Immer wieder sorgte es für Unverständnis bei den Betroffenen. Es sorgte für Kopfschütteln, weil die Regelung (typisch deutsch) zu formal schien. Der logische Hintergrund war indes schon immer gegeben. Die Rede ist von den Kosten und Gebühren für Lehrlinge oder Studenten – also den Kosten für die Erst-Ausbildung. Nach einem neuen Urteil des Bundsfinanzhofes können Lehrlinge und Studenten die Kosten ihrer Ausbildung künftig leichter steuerlich geltend machen. Welche Konsequenzen diese Entscheidung für den Staatshaushalt hat, ist noch nicht abzusehen aber dem Staat drohen Steuerausfälle in Milliardenhöhe. Nichts desto trotz hat die Bundesregierung in der Zwischenzeit verkündet, das Urteil weitestgehend und schnell umzusetzen.

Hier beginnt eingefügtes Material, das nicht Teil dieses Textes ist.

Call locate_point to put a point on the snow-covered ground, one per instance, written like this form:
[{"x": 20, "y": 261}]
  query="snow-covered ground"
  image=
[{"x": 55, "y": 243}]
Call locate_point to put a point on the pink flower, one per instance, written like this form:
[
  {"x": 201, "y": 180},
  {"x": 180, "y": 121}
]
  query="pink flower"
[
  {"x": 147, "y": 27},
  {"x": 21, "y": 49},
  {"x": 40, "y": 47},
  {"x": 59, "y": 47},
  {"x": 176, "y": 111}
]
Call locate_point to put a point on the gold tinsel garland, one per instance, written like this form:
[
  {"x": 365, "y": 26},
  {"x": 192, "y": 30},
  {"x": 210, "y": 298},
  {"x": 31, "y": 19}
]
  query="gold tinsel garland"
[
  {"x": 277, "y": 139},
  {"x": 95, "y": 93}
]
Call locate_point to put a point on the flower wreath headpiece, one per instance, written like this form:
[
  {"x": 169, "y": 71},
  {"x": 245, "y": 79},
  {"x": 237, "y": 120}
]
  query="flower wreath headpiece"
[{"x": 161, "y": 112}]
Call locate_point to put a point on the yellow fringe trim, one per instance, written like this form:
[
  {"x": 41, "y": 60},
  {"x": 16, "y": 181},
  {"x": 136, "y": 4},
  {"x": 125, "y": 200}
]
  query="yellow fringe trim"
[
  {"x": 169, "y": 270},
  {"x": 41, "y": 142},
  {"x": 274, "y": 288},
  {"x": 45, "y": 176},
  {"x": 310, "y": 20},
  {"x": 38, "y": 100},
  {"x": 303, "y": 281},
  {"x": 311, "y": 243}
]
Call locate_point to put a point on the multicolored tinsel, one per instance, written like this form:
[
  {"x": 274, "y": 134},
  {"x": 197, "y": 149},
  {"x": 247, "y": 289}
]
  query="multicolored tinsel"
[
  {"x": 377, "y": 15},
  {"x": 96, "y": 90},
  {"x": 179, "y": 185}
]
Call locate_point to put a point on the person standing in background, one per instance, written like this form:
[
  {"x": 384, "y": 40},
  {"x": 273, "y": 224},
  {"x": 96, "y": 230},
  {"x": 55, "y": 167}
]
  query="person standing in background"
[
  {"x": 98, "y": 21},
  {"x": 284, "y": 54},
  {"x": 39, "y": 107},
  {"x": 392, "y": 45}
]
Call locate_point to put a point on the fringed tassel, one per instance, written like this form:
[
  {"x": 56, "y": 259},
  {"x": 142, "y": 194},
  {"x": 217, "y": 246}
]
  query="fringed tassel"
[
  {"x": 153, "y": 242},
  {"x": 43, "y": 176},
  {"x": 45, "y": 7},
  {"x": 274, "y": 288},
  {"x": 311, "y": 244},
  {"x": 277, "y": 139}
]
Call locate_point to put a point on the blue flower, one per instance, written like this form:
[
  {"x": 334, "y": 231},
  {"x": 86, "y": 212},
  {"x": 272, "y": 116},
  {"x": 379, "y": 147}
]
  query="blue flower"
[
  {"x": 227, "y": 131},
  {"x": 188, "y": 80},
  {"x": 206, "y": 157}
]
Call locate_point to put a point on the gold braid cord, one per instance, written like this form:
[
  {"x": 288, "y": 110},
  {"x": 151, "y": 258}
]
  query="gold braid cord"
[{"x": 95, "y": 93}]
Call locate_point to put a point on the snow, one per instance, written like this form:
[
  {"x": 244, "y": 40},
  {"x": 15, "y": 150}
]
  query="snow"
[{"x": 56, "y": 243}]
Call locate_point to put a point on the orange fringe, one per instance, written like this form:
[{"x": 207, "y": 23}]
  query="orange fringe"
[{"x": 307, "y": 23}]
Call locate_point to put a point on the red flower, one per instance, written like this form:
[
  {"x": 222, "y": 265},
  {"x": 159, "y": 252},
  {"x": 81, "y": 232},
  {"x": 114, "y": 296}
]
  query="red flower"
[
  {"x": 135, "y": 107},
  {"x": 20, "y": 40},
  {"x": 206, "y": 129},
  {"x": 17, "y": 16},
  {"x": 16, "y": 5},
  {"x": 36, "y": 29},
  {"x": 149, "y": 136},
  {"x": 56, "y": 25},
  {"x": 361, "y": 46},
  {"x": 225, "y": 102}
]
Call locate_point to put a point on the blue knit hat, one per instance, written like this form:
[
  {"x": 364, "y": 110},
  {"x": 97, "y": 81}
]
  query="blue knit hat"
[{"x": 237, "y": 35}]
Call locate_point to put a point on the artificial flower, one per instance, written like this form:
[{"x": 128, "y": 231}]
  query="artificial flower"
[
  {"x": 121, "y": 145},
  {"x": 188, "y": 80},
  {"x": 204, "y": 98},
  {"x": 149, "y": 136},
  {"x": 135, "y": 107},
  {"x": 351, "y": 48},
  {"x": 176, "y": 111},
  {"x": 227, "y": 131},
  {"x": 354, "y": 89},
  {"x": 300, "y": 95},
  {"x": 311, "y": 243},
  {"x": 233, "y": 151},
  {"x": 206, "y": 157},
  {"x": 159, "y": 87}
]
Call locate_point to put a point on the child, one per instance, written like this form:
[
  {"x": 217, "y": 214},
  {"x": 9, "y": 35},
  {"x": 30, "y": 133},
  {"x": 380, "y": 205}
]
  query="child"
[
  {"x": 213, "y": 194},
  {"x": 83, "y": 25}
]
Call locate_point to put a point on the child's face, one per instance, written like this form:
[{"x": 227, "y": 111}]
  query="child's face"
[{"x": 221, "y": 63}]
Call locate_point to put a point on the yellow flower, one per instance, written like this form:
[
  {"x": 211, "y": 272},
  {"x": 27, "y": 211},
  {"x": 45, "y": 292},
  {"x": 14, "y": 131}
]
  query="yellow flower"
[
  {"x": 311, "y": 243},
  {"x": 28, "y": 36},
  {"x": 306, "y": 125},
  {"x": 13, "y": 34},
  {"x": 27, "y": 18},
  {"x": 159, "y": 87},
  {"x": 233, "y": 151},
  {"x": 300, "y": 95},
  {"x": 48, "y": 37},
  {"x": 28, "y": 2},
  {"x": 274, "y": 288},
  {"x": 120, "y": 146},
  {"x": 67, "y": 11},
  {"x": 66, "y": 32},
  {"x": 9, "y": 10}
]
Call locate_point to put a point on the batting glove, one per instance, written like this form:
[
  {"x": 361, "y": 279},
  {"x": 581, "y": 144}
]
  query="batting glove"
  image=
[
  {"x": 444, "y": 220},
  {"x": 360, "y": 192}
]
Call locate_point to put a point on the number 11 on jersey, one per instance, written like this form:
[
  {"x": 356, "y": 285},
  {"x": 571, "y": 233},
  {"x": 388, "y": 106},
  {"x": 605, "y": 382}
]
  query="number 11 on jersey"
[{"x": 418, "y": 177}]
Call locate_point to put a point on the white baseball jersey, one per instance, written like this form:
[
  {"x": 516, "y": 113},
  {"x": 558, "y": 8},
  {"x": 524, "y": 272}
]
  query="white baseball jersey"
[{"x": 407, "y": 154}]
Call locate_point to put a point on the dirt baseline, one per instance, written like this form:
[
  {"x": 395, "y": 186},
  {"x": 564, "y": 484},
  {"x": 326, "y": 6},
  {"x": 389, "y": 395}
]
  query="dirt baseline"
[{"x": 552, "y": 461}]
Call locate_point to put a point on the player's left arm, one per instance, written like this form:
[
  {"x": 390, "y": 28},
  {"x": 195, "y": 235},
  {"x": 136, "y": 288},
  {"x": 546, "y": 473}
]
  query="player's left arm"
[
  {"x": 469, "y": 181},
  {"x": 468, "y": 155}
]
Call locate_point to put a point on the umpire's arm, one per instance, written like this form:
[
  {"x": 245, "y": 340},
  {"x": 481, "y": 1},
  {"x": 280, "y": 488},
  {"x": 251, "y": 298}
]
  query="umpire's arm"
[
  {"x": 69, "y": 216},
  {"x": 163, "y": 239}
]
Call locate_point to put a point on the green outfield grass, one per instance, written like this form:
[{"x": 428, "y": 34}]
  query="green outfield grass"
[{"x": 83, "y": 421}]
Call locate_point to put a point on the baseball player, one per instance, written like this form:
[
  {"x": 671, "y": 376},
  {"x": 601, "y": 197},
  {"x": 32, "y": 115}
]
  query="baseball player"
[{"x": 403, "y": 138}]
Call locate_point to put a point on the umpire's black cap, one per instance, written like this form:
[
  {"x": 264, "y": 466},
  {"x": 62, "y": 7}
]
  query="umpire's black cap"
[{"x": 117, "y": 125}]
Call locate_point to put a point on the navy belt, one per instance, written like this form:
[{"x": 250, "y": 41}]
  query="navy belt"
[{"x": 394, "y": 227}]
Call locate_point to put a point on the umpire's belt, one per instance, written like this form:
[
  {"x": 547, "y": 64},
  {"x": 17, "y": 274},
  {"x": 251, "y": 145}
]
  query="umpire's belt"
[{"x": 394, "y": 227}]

„Aufwendungen für eine erstmalige Berufsausbildung können auch unter Geltung des § 12 Nr. 5 EStG als vorab entstandene Werbungskosten anzuerkennen sein. § 12 Nr. 5 EStG lässt ebenso wie § 10 Abs. 1 Nr. 7 EStG den Vorrang des Werbungskostenabzugs bzw. Betriebsausgabenabzugs unberührt.“
Hinter diesem Leitsatz der Entscheidung vom 17.08.2011 zum Aktenzeichen VI R 38/10 verbirgt sich die kleine Sensation. Mit dieser Entscheidung widersprach das höchste deutsche Finanzgericht der seit Jahrzehnten gelebten Praxis der Finanzämter. Diese hatte sich stets geweigert, Aufwendungen für die Erstausbiludng (Berufsausbildung oder Studium) mit späteren Steuerzahlungen zu verrechnen. Die schlichte Argumentation der Finanzämter stellte bei der Prüfung solcher Werbungskosten immer darauf ab, ob diese in Ausübung eines Dienstverhältnisses (Arbeitsvertrages) entstanden seien. Das ist bei einem Studium gerade nicht der Fall. Also wurde die sogenannten „vorweggenommenen Werbungskosten“ verneint und eine Berücksichtigung abgelehnt. In der Folge konnten und durften Aufwendungen für die Erstausbildung oder das Erststudium generell nicht mit späteren Steuerzahlungen verrechnet werden. Viele Tausend Lehrlinge und Studenten haben in den vergangenen Jahrzehnten in den sauren Apfel gebissen und die Regelung akzeptiert.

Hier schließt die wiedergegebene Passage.